Viele hatten auf Papst aus eigenen Reihen gehofft
Enttäuschung und Freude in Lateinamerika

Die Menschen in Lateinamerika, wo die meisten Katholiken der Welt leben, haben mit Jubel und Enttäuschung auf die Wahl des neuen Papstes reagiert. Mexikos Präsident Vicente Fox gratulierte und lud Joseph Ratzinger zu einem Besuch ein.

HB BOGOTA. Argentiniens Präsident Nestor Kirchner schrieb, er hoffe, der Deutsche werde ein guter Papst sein.

Wenige hatten ernsthaft geglaubt, dass endlich ein Kirchenführer aus Lateinamerika zum Oberhaupt der Katholiken gewählt würde, gehofft hatten dies aber insgeheim viele.

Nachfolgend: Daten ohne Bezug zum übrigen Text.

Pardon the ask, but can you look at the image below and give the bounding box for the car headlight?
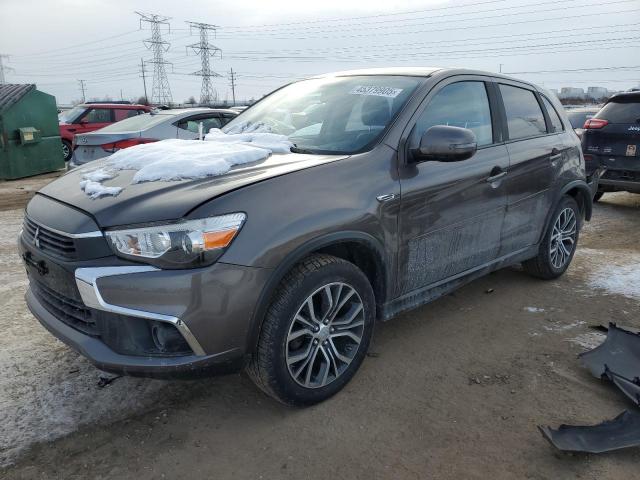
[105,213,247,268]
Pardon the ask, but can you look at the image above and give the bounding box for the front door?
[399,76,509,294]
[498,81,556,255]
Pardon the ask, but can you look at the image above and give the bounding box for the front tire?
[247,255,375,406]
[62,140,73,162]
[522,196,582,280]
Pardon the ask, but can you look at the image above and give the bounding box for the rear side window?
[500,84,547,140]
[410,81,493,147]
[80,108,111,123]
[178,116,222,133]
[542,95,564,133]
[594,98,640,123]
[113,108,138,122]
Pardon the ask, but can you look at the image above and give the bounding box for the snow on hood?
[80,125,293,199]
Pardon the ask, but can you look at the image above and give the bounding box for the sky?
[0,0,640,104]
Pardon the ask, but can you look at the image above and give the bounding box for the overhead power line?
[187,22,222,105]
[136,12,173,104]
[0,53,14,85]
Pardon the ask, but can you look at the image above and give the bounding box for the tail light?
[582,118,609,130]
[102,138,158,153]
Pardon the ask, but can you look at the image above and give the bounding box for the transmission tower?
[136,12,173,104]
[78,80,86,102]
[229,68,237,106]
[0,53,13,85]
[187,22,222,105]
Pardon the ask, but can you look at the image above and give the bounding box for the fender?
[540,180,593,241]
[245,231,390,355]
[554,180,593,221]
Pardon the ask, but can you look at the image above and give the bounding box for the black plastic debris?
[98,375,122,388]
[607,366,640,406]
[580,323,640,379]
[538,410,640,453]
[538,323,640,453]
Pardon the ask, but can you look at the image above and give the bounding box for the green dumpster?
[0,84,64,180]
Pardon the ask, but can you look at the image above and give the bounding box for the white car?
[69,108,238,169]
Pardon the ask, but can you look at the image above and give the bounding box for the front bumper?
[25,289,243,378]
[20,234,270,377]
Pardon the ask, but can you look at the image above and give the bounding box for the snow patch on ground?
[524,307,544,313]
[581,248,640,300]
[80,129,293,199]
[567,332,607,350]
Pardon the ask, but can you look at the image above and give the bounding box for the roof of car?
[318,67,442,77]
[154,107,238,115]
[316,67,541,86]
[607,91,640,103]
[78,103,151,109]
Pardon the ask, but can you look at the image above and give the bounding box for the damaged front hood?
[39,153,347,228]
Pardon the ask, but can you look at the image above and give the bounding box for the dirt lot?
[0,189,640,480]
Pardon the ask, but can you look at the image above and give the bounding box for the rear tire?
[247,255,376,406]
[522,196,582,280]
[62,140,73,162]
[593,190,604,203]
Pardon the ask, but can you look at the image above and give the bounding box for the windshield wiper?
[290,143,316,154]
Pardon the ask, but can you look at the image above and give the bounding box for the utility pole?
[229,68,236,106]
[140,58,149,103]
[136,12,173,104]
[78,80,86,103]
[0,53,13,85]
[187,22,222,105]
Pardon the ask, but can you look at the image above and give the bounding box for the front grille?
[602,170,640,182]
[30,278,100,337]
[22,216,77,260]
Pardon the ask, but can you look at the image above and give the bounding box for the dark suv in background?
[582,92,640,201]
[19,68,592,405]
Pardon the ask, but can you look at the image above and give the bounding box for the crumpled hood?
[39,153,347,228]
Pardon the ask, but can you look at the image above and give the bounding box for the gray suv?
[19,68,592,405]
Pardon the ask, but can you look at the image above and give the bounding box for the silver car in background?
[68,108,238,169]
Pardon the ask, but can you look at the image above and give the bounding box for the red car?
[58,103,151,161]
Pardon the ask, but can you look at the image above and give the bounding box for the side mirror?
[413,125,478,162]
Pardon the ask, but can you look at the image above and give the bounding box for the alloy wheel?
[549,208,578,269]
[286,282,365,388]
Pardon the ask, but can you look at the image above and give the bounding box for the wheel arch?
[554,180,593,221]
[246,231,390,354]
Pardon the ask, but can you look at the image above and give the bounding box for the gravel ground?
[0,194,640,480]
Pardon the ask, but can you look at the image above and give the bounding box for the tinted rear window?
[500,84,547,140]
[100,113,174,133]
[595,98,640,123]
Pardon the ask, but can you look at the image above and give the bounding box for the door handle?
[376,193,396,203]
[487,171,507,183]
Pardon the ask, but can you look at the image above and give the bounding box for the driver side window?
[80,108,111,123]
[410,81,493,147]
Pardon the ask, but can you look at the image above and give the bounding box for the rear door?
[496,79,568,256]
[583,93,640,171]
[399,76,509,293]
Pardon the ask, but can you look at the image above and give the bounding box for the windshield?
[58,106,87,123]
[222,75,421,154]
[596,96,640,123]
[100,113,175,133]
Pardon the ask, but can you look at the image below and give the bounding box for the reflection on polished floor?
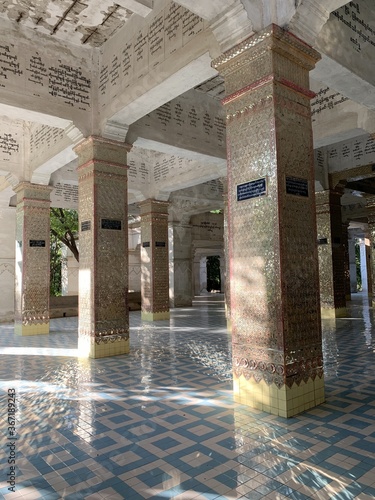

Gebannt hatte die gesamte katholische Gemeinde Lateinamerikas in den vergangenen Tagen nach Rom geschaut und darauf gewartet, dass weißer Rauch aufsteigen würde für einen Kardinal aus Brasilien, Honduras oder Mexiko. In Lateinamerika leben etwa 500 Millionen Katholiken, mehr als auf jedem anderen Kontinent.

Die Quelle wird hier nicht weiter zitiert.